In another segment, communication is revealed as an essential element in keeping lines open with others, and expressing how you truly feel. There’s even a handy checklist that facilitates communication between you and whomever you choose, making sure the conversation stays honest and, above all, constructive.
Scattered throughout, there are SNAIL Wisdoms — bite-sized nuggets of advice to help you steer clear of possible problems. For example, here’s one on cyber awareness:
“Remember, a person that you meet over Social Media is an acquaintance until you meet him/her in person, meet his/her family, friends, and get to know him/her over time.”
Such sage and timely advice will keep you from jumping into a relationship too quickly — and too deeply.
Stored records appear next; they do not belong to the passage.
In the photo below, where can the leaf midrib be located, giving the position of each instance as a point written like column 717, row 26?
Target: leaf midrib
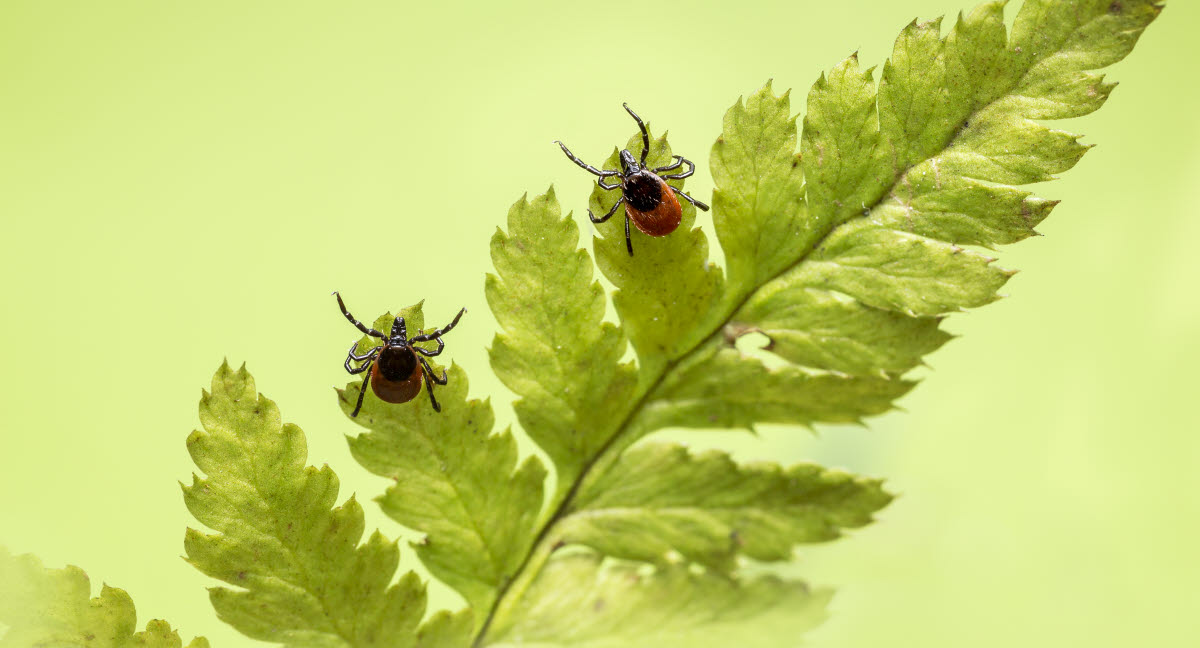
column 568, row 499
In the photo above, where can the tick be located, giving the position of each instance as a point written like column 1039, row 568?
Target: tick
column 649, row 201
column 394, row 369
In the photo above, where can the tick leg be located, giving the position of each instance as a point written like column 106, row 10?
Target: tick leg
column 438, row 333
column 629, row 243
column 672, row 166
column 363, row 328
column 646, row 135
column 363, row 391
column 431, row 353
column 611, row 211
column 357, row 358
column 429, row 385
column 429, row 371
column 585, row 165
column 690, row 199
column 691, row 169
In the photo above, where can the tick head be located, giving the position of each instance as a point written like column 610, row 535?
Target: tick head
column 628, row 163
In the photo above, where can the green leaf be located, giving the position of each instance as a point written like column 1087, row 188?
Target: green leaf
column 659, row 501
column 579, row 601
column 447, row 630
column 759, row 208
column 453, row 480
column 667, row 288
column 46, row 606
column 556, row 352
column 721, row 388
column 832, row 331
column 301, row 576
column 900, row 179
column 849, row 270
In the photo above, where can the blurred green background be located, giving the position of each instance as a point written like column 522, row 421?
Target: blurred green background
column 187, row 181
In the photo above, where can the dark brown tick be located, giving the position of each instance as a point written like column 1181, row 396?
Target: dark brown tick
column 649, row 201
column 394, row 369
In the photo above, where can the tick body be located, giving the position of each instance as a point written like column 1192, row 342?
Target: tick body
column 395, row 370
column 649, row 201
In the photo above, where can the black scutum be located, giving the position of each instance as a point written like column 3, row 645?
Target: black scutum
column 643, row 191
column 396, row 363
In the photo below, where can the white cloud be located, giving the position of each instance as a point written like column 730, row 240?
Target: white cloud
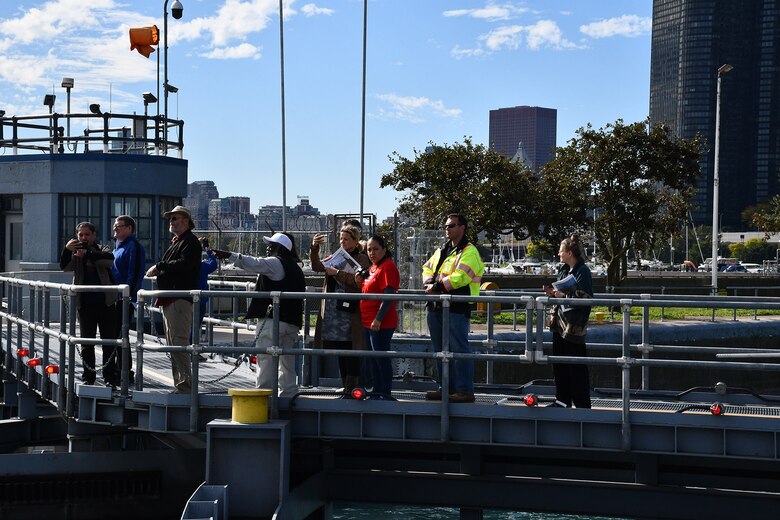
column 313, row 10
column 503, row 37
column 459, row 53
column 413, row 109
column 244, row 50
column 544, row 33
column 628, row 25
column 490, row 12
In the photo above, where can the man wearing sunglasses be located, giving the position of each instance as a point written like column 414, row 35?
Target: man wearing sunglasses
column 178, row 270
column 456, row 269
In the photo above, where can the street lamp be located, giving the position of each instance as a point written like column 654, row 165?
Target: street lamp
column 723, row 69
column 177, row 10
column 67, row 84
column 148, row 98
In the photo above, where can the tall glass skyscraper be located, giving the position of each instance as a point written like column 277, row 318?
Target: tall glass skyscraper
column 535, row 127
column 691, row 40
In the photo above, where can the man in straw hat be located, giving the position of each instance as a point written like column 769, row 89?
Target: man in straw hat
column 279, row 271
column 178, row 270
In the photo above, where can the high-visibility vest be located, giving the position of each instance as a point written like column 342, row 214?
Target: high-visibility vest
column 460, row 273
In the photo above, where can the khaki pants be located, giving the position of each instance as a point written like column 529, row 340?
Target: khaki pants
column 288, row 337
column 177, row 318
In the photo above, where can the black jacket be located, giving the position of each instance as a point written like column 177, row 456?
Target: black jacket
column 290, row 311
column 180, row 265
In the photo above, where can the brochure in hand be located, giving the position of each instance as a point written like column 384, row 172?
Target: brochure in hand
column 343, row 261
column 565, row 285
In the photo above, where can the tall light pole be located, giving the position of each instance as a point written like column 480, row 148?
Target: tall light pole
column 716, row 181
column 177, row 10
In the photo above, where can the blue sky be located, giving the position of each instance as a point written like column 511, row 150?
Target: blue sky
column 435, row 69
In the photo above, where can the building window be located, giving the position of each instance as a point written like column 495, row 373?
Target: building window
column 78, row 208
column 15, row 241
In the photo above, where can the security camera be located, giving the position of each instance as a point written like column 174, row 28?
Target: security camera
column 177, row 10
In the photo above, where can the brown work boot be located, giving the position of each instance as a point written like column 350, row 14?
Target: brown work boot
column 461, row 397
column 433, row 395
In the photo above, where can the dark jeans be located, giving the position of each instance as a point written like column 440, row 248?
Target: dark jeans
column 381, row 368
column 92, row 318
column 572, row 382
column 461, row 370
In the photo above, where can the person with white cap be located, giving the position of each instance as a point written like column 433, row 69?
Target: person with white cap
column 178, row 270
column 279, row 271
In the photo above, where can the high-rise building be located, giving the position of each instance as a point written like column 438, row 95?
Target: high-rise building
column 199, row 193
column 534, row 127
column 691, row 40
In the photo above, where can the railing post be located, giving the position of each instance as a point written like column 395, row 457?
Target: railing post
column 46, row 304
column 626, row 369
column 274, row 398
column 140, row 325
column 194, row 360
column 64, row 363
column 529, row 329
column 489, row 343
column 71, row 395
column 645, row 343
column 124, row 352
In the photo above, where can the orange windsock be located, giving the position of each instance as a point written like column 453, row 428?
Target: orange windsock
column 142, row 39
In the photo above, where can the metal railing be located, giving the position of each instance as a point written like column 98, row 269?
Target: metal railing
column 103, row 132
column 32, row 314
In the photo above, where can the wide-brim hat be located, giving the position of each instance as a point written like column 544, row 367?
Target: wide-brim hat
column 281, row 239
column 181, row 210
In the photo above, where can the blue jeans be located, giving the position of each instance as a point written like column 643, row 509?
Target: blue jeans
column 381, row 368
column 461, row 370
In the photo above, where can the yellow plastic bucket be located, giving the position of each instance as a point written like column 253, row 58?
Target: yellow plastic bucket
column 250, row 405
column 482, row 306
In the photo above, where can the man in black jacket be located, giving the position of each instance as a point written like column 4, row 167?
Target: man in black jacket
column 279, row 271
column 91, row 265
column 178, row 270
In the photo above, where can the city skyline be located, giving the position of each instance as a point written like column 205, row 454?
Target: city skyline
column 434, row 71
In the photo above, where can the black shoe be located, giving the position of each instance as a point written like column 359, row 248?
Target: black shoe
column 433, row 395
column 462, row 397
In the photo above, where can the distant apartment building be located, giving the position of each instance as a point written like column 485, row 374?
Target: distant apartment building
column 199, row 194
column 231, row 213
column 531, row 128
column 691, row 40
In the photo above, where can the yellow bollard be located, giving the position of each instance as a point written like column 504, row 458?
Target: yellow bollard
column 250, row 405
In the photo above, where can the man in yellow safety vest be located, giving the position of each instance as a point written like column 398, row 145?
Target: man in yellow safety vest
column 455, row 268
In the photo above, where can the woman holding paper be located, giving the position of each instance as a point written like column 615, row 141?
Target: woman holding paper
column 569, row 324
column 338, row 323
column 379, row 316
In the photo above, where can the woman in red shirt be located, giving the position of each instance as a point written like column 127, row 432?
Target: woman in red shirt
column 379, row 317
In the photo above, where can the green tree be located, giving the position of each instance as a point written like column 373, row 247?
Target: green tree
column 497, row 195
column 542, row 249
column 638, row 177
column 753, row 251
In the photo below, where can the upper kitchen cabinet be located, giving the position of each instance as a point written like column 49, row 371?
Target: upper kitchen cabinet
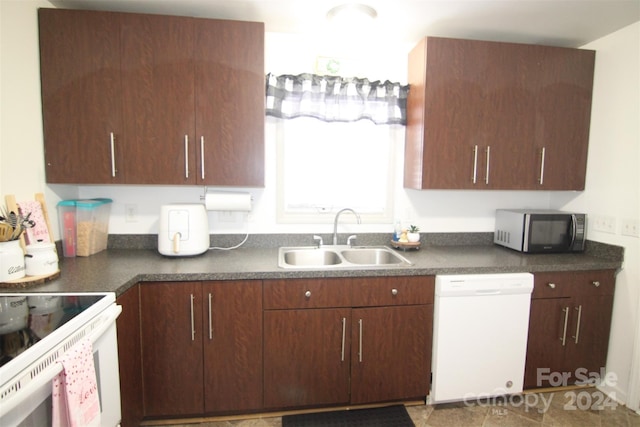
column 229, row 69
column 489, row 115
column 81, row 103
column 158, row 99
column 188, row 94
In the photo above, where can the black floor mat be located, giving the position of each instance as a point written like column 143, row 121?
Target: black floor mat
column 389, row 416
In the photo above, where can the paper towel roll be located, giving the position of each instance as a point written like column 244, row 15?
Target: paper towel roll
column 227, row 201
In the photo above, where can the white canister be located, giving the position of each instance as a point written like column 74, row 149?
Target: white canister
column 14, row 313
column 11, row 261
column 41, row 259
column 45, row 313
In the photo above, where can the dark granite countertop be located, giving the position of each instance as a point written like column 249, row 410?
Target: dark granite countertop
column 115, row 270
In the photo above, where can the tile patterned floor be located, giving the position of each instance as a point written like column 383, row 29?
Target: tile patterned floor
column 577, row 408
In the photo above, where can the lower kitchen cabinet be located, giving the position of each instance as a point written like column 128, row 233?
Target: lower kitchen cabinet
column 569, row 326
column 129, row 363
column 346, row 341
column 307, row 357
column 201, row 347
column 391, row 356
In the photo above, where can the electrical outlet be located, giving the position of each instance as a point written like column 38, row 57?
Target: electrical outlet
column 226, row 216
column 131, row 213
column 630, row 227
column 605, row 224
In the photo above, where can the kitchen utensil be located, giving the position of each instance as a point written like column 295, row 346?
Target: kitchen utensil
column 6, row 231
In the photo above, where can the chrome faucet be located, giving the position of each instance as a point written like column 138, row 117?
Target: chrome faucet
column 335, row 223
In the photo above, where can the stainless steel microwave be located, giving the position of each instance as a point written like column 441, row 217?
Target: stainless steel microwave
column 540, row 231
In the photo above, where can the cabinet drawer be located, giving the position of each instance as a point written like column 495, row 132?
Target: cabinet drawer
column 306, row 293
column 387, row 291
column 572, row 283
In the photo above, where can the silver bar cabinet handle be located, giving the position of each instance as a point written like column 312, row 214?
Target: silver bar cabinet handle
column 542, row 156
column 210, row 321
column 113, row 154
column 193, row 326
column 202, row 156
column 344, row 331
column 186, row 156
column 475, row 164
column 564, row 330
column 486, row 178
column 360, row 341
column 577, row 335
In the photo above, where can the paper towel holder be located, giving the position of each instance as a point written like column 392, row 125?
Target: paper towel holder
column 233, row 201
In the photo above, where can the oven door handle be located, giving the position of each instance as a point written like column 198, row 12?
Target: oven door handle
column 50, row 372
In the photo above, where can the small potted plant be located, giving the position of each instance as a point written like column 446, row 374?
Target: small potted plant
column 413, row 234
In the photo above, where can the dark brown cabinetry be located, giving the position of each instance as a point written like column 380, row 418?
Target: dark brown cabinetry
column 488, row 115
column 129, row 362
column 339, row 341
column 151, row 99
column 201, row 347
column 81, row 95
column 569, row 326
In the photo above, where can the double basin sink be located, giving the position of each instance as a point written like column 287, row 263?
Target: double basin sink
column 339, row 256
The authors go on to carefully delineate between what constitutes an “acquaintance” and a “friend,” so you can avoid costly misunderstandings down the road.
In a key section entitled “Knowing What You Want in Friendships,” you’ll be able to sort through characteristics and attributes you may find appealing in others. Again, there’s a simple checklist with which you can create a profile of the kind of person you might best be paired with as a friend. Should they be “outgoing, with high energy,” “friendly and energetic,” or “shy and reserved?” Answering questions like these up front can mean the difference between success and failure in a budding friendship.
Finally, creating Shared Goals can help lay the groundwork for communicating needs, wants, fears, and other aspects of your vision of a shared future to your partner, significant other, or just plain friend. This is the foundation upon which you can most effectively build toward tomorrow.
The last section is an exhaustive and invaluable guide to avoiding unhealthy relationships — which, in many cases, can be worth the price of the workbook alone. The Five Deal Breakers will tell you explicitly the kinds of behavior and traits that can raise both “pink flags,” and “red flags” to warn against beginning or continuing a flawed or toxic relationship.
Five stars to Healthy Relationships. This could very well be the most important book you’ll ever read.